La partition a surtout été administrative. « En 2008, il n'y avait plus aucune fonction publique au nord, remplacée par une administration féodale du type "racket contre protection" », explique un expert économique. Même les enseignants et les personnels de santé ont fui, laissant ainsi écoles et hôpitaux en déshérence. Mais ses effets économiques sont patents. « Il n'y a pas eu d'investissement de mise à niveau des infrastructures dans le pays depuis dix ans », se plaint-on à Abidjan, où le port, comme toute la zone sud, ont été partiellement coupés de leur profond hinterland régional.
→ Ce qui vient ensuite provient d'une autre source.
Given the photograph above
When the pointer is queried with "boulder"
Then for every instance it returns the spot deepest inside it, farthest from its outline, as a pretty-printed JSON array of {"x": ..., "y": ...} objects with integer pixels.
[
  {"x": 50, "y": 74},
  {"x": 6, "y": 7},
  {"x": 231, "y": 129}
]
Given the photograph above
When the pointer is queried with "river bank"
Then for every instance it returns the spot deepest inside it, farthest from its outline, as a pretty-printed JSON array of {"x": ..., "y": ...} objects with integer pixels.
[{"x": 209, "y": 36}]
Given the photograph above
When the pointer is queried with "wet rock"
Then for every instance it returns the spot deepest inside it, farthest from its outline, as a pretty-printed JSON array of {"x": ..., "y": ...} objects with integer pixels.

Car tout est devenu plus compliqué. La guerre a ensuite provoqué de nombreux départs : les capitaux sont partis vers d'autres cieux ; les investissements en part du PIB sont 4 fois moins importants que la moyenne de l'Afrique sub-saharienne, selon le FMI ; les bailleurs de fonds ont fermé leurs portes et même la prestigieuse Banque africaine de développement s'est exilée à Tunis ; les grandes entreprises ont déplacé leurs sièges régionaux à Accra au Ghana, à Dakar ou à Lomé ; 150 PME françaises et 15.000 ca-dres expatriés ont plié bagages ; et 1 million d'immigrés ont quitté le pays. Victimes d'une perte de confiance et de marchés, au total 13.000 entreprises ont fermé et le secteur privé a perdu plus de 500.000 emplois, selon la CCI d'Abidjan. « Du fait de la crise, Abidjan a perdu sa place de centre d'affaires », note sobrement l'OCDE.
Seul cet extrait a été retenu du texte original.